Gurudeva briefly answers three questions today. On memory, Gurudeva says that we remember what we are interested in, and he advises us to remember our future. That is enough. Another e-devotee who is just joining Hinduism wonders if he should become a sadhu. Gurudeva advises patience, and to communicate with him over e-mail. About meditation, Gurudeva explains the methods of having the eyes open or closing them.
A cyberspace question from San Diego regarding memory. "People when they get a little older can't even remember yesterday or what they did three hours ago."
People of all ages have the same problem of not being able to remember what they're not interested in. If you can remember the future, your goals, your aspirations that's enough to remember.
A cyberspace devotee, a young man in Oklahoma. Wants to know, "now that I'm connected to Hinduism, I'd like to renounce the world and be a Sadhu in India or serve the Sadhus in India. Please give me some advise." (I've only been a Hindu for a very short time, he mentions.)
Well to answer to your question properly I'd like to get to know you better. This is a very big and serious step and also many, many people want to renounce the world and give up all things when they dive into Santana Dharma, the Eternal Truths.
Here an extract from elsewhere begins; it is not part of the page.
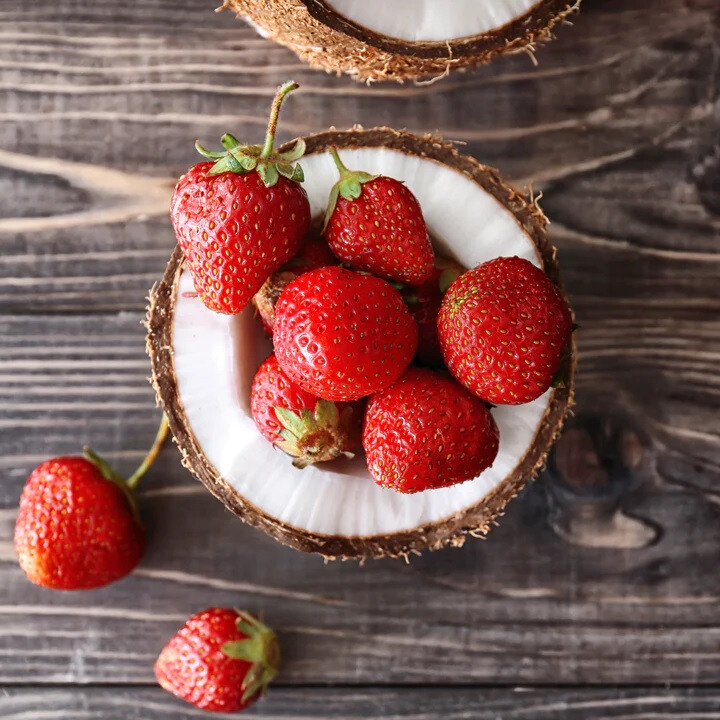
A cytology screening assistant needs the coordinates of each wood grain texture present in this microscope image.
[0,0,720,704]
[0,687,720,720]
It's not always practical or is it wise. To become a Sadhu or even to serve the Sadhus, one must have a firm philosophical foundation within one of the many philosophies of India. So we'll have a conversation through e-mail, we'll get to know you better and then answer your question. In the mean time be patient. It's a long path and you're on the threshold.
A cyberspace cadet in Long Island, New York wants to know about meditation, "should you have your eyes open or should you have your eyes closed?"
There are various forms of meditation, very deep meditation and then there are surface meditation or preparation for meditation leading to deep meditation. For deep meditation the eyes will naturally close. Otherwise it's all right to have your eyes open but still looking within yourself as you look at some religious object on the outside.